Он почти перестал к ней заходить, зато через Симу передал коробочку со звездой и наградной документ, как посылку отправил. Это было что пощечина — такую награду, как записку передать!

Видимо даже уважения она не заслужила.

Лена заставляла себя вставать, ходить, есть, послушно принимала процедуры, перевязки. Она настроилась на одно, что понятно и важно — на войну с фашистами, на отъезд на фронт. Войска громили немцев и все бурно радовались вокруг, уверенные, что очень скоро, ни сегодня-завтра наступит конец войне.

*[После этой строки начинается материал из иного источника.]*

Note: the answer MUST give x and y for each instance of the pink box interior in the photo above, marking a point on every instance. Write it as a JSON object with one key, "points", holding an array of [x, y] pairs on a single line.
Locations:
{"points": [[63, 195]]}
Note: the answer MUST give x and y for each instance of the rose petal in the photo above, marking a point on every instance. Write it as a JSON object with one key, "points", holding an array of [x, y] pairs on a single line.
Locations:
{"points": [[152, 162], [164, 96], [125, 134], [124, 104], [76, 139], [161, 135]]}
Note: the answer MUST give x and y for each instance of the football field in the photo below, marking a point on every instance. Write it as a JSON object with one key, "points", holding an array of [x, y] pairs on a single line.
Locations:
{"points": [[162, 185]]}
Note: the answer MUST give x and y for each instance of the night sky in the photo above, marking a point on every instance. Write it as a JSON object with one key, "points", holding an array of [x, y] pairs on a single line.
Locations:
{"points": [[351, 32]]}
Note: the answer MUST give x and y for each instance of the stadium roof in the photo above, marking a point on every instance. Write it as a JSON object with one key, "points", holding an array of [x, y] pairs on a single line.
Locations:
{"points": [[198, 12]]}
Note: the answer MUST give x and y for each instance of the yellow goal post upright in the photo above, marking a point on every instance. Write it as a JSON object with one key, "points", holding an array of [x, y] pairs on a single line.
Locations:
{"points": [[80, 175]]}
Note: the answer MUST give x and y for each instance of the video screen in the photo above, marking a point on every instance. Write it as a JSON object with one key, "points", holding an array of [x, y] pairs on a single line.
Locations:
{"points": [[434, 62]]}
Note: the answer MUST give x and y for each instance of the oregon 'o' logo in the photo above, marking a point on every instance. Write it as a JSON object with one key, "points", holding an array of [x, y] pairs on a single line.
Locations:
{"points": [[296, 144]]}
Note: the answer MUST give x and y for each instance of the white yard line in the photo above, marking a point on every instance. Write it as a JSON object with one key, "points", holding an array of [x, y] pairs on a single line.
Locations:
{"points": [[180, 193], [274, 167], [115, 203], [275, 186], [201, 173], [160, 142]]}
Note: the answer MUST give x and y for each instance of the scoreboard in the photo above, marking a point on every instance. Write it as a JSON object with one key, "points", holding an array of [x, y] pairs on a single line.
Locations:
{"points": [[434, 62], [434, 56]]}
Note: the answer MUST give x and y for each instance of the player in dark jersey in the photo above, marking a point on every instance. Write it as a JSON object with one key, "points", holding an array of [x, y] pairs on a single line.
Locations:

В апреле раны почти затянулись и, чувствовала Лена себя не то что отлично, но для фронта очень даже хорошо. Во всяком случае, достаточно окрепшей, чтобы держать в руках оружие и бить гадов, гнать их с родной земли. И быстрей бы — и она у дела и доктору печали нет. Все на свои места встанет. Ну, был отец, есть, но далеко и вроде бы неправда, вроде и не встречались.

Так и ей и ему лучше будет.

В середине апреля, она зашла к нему в кабинет без стука. Села за стол напротив и хмуро уставилась.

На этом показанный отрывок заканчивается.